いや、むしろそう考えてしまうのは、私が未練がましいだけなのだろうか。
「氷室先生、三年間ありがとうございました。では、失礼します」
やはり礼儀正しく頭を下げると、彼女はくるりときびすを返し友達の元へと走り去っていく。
「本当にこれで良かったのか」
遠ざかる小さな背中に向けて、自問自答を繰り返す。
結局答えなどどこにもなく、さまよう視線はまた彼女の姿を探してしまう。
今別れを告げられたばかりなのに、タイムリミットはとうに過ぎてしまったのに。
――どうしても、断ち切れないのだ。
「そうだ。卒業おめでとうと言うのを忘れていた」
下手な言い訳を思いつき、私の足はとうとう彼女を求めて歩き出す。
いつから君を特別な生徒と思うようになったのだろう。
――いや、そうじゃない。
特別な生徒から特別な女性へと変わったのは、一体いつからなのだ。
気がつけば私の心は、君にどんどん支配されていた。
その笑顔に、放っておけない危うさに、毎日のように心を掻き乱された。
この想いを告げないのは、単に私が臆病者だからだろうか。
だが、どうせこの想いが消える運命ならば、せめて最後まで燃え尽きさせて欲しかった。
今日はそれぐらいの我儘なら許されそうな気がした。
卒業式というこの良き日なら。
「一体どこにいるんだ。

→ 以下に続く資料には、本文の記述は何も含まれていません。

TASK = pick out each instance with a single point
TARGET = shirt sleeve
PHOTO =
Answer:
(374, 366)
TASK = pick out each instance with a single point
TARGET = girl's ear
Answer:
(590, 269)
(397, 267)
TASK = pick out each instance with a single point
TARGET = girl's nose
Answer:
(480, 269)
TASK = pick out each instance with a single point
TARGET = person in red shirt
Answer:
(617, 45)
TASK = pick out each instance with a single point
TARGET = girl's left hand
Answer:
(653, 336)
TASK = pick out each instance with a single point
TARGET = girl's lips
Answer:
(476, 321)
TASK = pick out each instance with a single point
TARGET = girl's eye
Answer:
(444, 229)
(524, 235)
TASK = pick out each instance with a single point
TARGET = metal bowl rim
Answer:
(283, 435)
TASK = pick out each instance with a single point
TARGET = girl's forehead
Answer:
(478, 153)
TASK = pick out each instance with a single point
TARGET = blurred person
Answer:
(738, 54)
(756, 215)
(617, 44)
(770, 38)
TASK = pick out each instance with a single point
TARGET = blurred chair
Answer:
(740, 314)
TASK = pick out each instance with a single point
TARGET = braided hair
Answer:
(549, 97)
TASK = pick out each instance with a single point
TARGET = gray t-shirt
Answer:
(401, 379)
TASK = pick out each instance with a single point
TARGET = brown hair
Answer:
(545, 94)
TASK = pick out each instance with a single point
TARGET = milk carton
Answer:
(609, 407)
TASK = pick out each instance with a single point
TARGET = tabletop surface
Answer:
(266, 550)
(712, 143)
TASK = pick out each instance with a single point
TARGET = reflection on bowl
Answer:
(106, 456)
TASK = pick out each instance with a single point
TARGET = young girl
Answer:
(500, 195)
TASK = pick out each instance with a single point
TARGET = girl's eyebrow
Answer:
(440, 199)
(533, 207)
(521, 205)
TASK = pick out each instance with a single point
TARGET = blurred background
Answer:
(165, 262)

頼む、最後のチャンスを……」
いつもは君が私を見つけてくれた。
どんなに忙しくても、どんなに落ち込んでいても、私の顔を見れば嬉しそうに笑って駆け寄ってきてくれた。
だから今度は私が君を見つける番だ。
誰よりも愛おしくて、誰よりも大切な君に、言わなければならないことがあるんだ。
ようやく見つけた君は、吸い込まれるようにそこへと入っていく。
私はまぶたを閉じると深く息を吸い込み、長くゆっくりとそれを吐き出した。
再び開かれた視界の先にあるのは、教会の扉。
私は覚悟を決めると、運命の扉へと手をかける。
その先で待っている君の元へとたどり着くために。